The Road to Peking

2020|5 Episodes

A documentary series called The Road to Peking, which including five episodes, mainly talking about five western figures' role played in the modernization of China: Robert Hart, Thomas F. Wade, William A.P. Martin, George E. Morrison and John L. Stuart. They changed China, and were changed by China in return.

Through their efforts and dilemmas, we also want to reveal the turning point of late imperial China and early 20 century. We hope this documentary film will give both the Chinese and western audience a new perspective when they look back that period of history.

Professor Hans van de Ven (University of Cambridge) and Professor MA Yong (Chinese Academy of Social Sciences) are in charge of consultant for this documentary series.

The Vision of Wade



The British Minister to China Thomas Francis Wade crafted the first Romanization system for Mandarin Chinese (modern standard Chinese). This system is now more generally known as the “Wade-Giles System”.

Thomas Francis Wade, who served as a diplomat, experienced the 1858 negotiations with the Chinese and the destruction of Yuanmingyuan (the Old Summer Palace). When he was stationed in Beijing, he suggested the Qing government to make reforms and also helped to bring about the emperor’s decision to grant audience to the ministers of foreign countries for the first time. After the murder of A.R. Margary in 1875, he used all possible ways to put pressure on the Qing government to send an imperial envoy to have an audience with Queen Victoria. This “Margary Affair” prompted China to enter the international diplomatic community.

W. A. P. Martin in 1898



William Alexander Parsons Martin was born in 1827 into the family of a pioneer Presbyterian preacher on the American frontier. At a time when he arrived in Ningbo as a missionary, America, in the middle of reconstruction, was witnessing its advances of science and technology. During his stay in China, America began to emerge as a world power.

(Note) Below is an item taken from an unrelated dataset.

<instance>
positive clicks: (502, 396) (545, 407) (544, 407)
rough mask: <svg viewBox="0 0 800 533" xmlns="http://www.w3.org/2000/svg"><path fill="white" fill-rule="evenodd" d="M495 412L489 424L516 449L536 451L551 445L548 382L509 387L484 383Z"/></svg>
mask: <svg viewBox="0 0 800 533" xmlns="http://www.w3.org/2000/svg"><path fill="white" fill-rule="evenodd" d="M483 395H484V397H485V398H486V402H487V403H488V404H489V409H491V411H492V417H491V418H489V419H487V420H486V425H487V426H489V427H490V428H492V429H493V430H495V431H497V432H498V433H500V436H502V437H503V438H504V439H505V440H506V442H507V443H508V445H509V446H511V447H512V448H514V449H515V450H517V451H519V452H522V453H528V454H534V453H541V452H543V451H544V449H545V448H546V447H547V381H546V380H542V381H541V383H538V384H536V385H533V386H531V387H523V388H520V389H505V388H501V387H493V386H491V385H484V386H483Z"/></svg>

This episode focuses on the Hundred Days’ Reform of 1898. In that year, Martin had a close contact with reformers and was appointed the president of the newly-founded Imperial University of China. After the quick suppression of the 1898 reform movement, the Imperial University of China was its only existing achievement, marking the beginning of Chinese higher education.

Hart of Chinese



Coming from Northern Ireland during the Industrial Revolution, Robert Hart seized upon the opportunity to be appointed Inspector-General for the Imperial Maritime Customs Service of the Qing government. He was the best professional manager of the late Qing Dynasty. Under his management, the customs revenue contributed one half of the total national revenue, laying solid foundations for China’ modern industry and national defense.

This episode chronicles the life of Hart and also focuses on the Boxer Rebellion in 1900. Hart, besieged in Beijing along with other foreigners, saw his career in ruins. He asked for help from Li Hongzhang to diffuse the situation. At the meantime, he wrote articles to warn Europeans that the Boxer Rebellion echoed the attack from the West, which had lasted for 50 years. In postwar negotiations, Hart lobbied the West to save China from being partitioned.

Morrison of Peking



George Ernest Morrison was the first resident correspondent of The Times newspaper in Beijing. He later became the political adviser to Yuan Shikai and made efforts to promote Yuan’s leadership in China. He was also an idealist pledging to devote his life to China’s progress.

This episode focuses on the Revolution of 1911 in China, during which Morrison took the lead in reporting the revolutionary events. In his judgement, Morrison deemed Yuan Shikai as the only hope to bring about a peaceful transformation of China into a republic of sustainable progress and openness. After Yuan Shikai became the president, Morrison was appointed his chief political adviser. When the “Twenty-One Demands” was schemed, he helped Yuan Shikai foil Japan’s conspiracy to encroach China.

The Principal



John Leighton Stuart was born in Hangzhou, China to American parents who were missionaries. He considered himself more Chinese than American. This episode traces the fluctuating fortunes of both John Leighton Stuart and Yenching University. Caught between two cultures as well as between religious and secular life, Stuart was called to establish Yenching University.

He raised funds from warlords, churches and consortia. He hired Henry Murphy to design the beautiful campus, also known as Yan Yuan, a blend of both Chinese and Western architectural styles. He established new departments, recruited prestigious teachers and promoted international cooperation. He was a witness to China’s enlightenment and salvation as well as a practitioner of the higher education development in China.